After a months-long investigation, Los Angeles police on Thursday announced that two men have been charged in connection with Quezada's death.
But De La Mora is still searching for answers for herself and the three sons she and Quezada, 46, shared. She wants to know why.
“My husband did not deserve this,” she said during a news conference Thursday. Addressing the accused killers, she added, “He was a great husband, an amazing father, an amazing friend, and now we are left torn and broken because of your cowardice.”
Sergio Esteban, 28, and Estevan Hernandez, 27, are both charged with murder. Hernandez is facing a sentencing enhancement for personal use of a firearm, court records show.
Esteban was arrested in December. Hernandez was also identified as a suspect at the time, police said, but investigators could not find him in Los Angeles. With assistance from the FBI, Hernandez was located in Mexico in January. He was taken into custody by local authorities and turned over to the Los Angeles Police Department this month.
Capt. Jamie Bennett described the men, who are both from San Pedro, as "documented gang members" and said the shooting appeared to be gang-motivated. Authorities did not provide details about how the two men were identified as suspects.
Esteban is being held on $2-million bail and Hernandez in lieu of $3-million bail, jail records show.
Quezada had just finished grilling at the “Summer Night Lights” event on July 27 at the Wilmington Recreation Center on North Neptune Avenue when the men approached the crowd of about 100 people and opened fire, police said.

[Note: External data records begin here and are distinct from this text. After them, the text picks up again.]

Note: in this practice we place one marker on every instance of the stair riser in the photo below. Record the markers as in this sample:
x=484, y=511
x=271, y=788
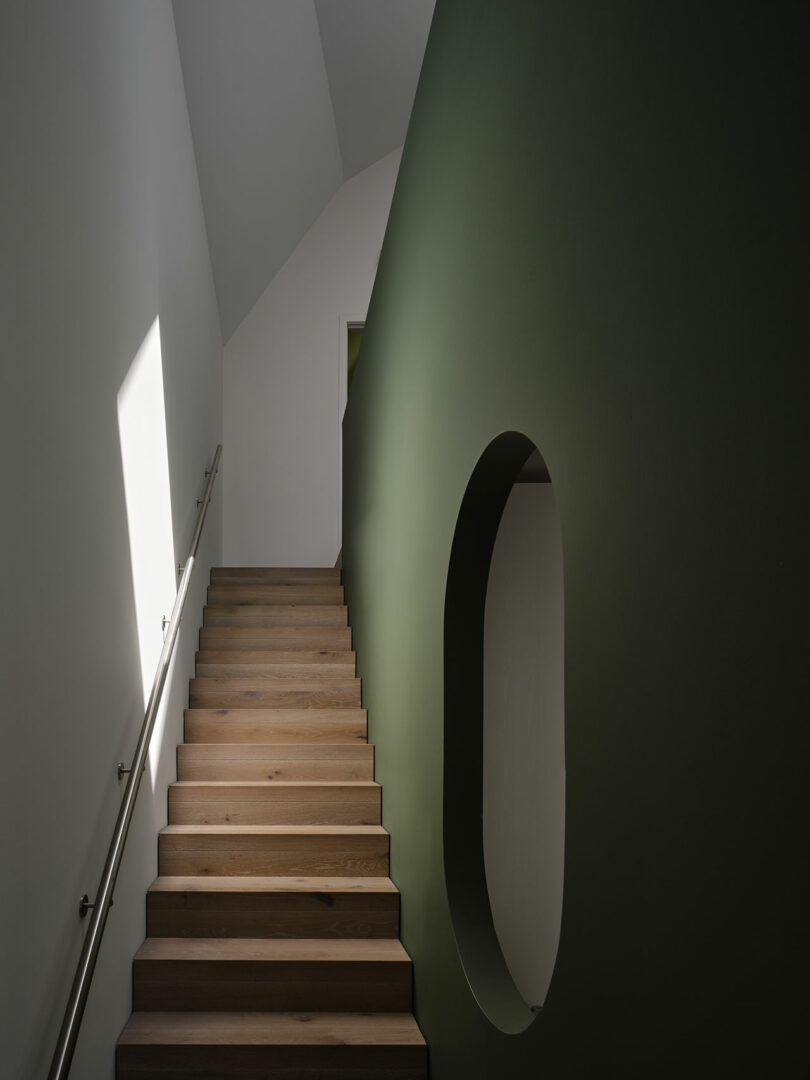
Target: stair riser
x=269, y=985
x=269, y=763
x=274, y=616
x=286, y=639
x=240, y=726
x=274, y=576
x=275, y=594
x=271, y=1063
x=261, y=855
x=331, y=694
x=309, y=805
x=268, y=915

Quezada was struck by the gunfire. Paramedics with the Los Angeles Fire Department tried unsuccessfully to revive him.
Quezada owned a maintenance business but spent his free time volunteering in the Wilmington community. He organized fundraisers for local families who lost loved ones to gang violence or illness, coached youth baseball and helped out at the Wilmington Recreation Center and the Wilmington Teen Center, said Mike Herrera, the teen center's director.
"He was just that kind of guy. If the community needed something he was ready to help," Herrera said. "Even the day he died he was working trying to keep kids off the streets."

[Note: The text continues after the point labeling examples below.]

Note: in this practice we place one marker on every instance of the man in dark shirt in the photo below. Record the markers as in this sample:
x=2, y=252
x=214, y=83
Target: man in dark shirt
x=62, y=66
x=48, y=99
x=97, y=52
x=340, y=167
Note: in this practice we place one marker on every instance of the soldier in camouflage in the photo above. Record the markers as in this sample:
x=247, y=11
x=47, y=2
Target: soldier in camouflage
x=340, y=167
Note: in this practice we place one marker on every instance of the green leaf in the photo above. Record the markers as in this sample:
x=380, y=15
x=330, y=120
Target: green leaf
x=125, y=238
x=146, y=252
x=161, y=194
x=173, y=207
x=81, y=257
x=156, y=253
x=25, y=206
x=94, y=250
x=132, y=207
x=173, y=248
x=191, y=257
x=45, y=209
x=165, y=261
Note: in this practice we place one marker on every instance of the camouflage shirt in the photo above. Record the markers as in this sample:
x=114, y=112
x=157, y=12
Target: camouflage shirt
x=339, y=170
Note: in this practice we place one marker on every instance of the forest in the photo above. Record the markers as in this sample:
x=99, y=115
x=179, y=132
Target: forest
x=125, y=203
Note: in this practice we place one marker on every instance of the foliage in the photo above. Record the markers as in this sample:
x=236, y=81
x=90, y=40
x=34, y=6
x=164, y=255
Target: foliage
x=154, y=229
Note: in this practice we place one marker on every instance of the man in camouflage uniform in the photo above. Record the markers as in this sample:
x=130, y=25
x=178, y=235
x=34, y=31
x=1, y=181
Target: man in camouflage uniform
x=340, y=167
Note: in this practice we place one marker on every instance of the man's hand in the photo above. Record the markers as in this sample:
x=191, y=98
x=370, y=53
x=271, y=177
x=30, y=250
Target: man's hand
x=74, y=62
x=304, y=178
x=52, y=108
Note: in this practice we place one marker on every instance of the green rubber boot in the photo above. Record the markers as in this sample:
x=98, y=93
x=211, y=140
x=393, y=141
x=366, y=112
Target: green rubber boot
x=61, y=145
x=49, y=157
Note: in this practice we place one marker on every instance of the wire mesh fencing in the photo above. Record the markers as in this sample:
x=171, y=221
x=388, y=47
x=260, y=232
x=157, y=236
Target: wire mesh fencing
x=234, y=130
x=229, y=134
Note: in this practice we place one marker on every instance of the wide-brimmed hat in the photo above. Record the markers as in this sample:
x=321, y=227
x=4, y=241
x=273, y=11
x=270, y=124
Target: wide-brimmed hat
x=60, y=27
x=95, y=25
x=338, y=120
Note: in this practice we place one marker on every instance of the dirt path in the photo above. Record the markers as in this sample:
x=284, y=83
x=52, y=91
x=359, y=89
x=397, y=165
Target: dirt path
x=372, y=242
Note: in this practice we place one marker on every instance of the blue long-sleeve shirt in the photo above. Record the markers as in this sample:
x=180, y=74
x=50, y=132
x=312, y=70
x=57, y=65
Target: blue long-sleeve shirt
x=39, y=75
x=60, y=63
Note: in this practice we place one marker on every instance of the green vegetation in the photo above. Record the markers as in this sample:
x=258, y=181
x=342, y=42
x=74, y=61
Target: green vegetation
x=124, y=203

The neighborhood kids knew him as "coach," and his barbecued ribs and chicken always drew a crowd, Herrera said.
Summer Night Lights, which launched in 2008, is a city program that holds community events offering such things as free food, sports and activities in neighborhoods harmed by violence.
"It is important for this community to know what has occurred and for us to join together to denounce senseless acts of violence in our communities," LAPD Deputy Chief Emada Tingirides said during the news conference.

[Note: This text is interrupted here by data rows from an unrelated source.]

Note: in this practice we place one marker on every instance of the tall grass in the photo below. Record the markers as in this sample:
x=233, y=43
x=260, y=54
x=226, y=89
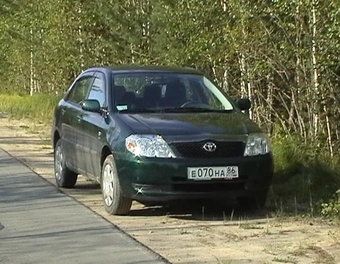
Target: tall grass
x=305, y=174
x=38, y=107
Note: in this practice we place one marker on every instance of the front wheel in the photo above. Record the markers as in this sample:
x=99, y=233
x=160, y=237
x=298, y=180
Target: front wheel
x=114, y=200
x=64, y=176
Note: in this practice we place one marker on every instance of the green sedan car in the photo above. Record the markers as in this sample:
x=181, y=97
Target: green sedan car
x=159, y=134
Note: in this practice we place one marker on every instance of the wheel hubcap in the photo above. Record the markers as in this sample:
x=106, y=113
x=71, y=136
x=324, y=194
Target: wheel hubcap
x=108, y=185
x=58, y=163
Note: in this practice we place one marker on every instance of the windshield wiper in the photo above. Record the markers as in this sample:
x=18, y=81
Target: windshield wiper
x=193, y=109
x=139, y=110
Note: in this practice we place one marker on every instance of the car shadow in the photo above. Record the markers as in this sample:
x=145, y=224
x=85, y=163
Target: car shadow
x=201, y=211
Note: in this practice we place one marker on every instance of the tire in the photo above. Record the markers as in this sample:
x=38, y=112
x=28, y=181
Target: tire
x=64, y=176
x=113, y=198
x=254, y=202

Herrera can't wrap his mind around why anyone would shoot Quezada. Although he wasn't in a gang and actively worked to keep kids out of them, Quezada was known for being able to talk with anyone whether they were gang-affiliated or not, Herrera said.
"They caught the murderers, but it's not going to bring him back," Herrera said. "There's no answers in a situation like this. It's just a tragedy."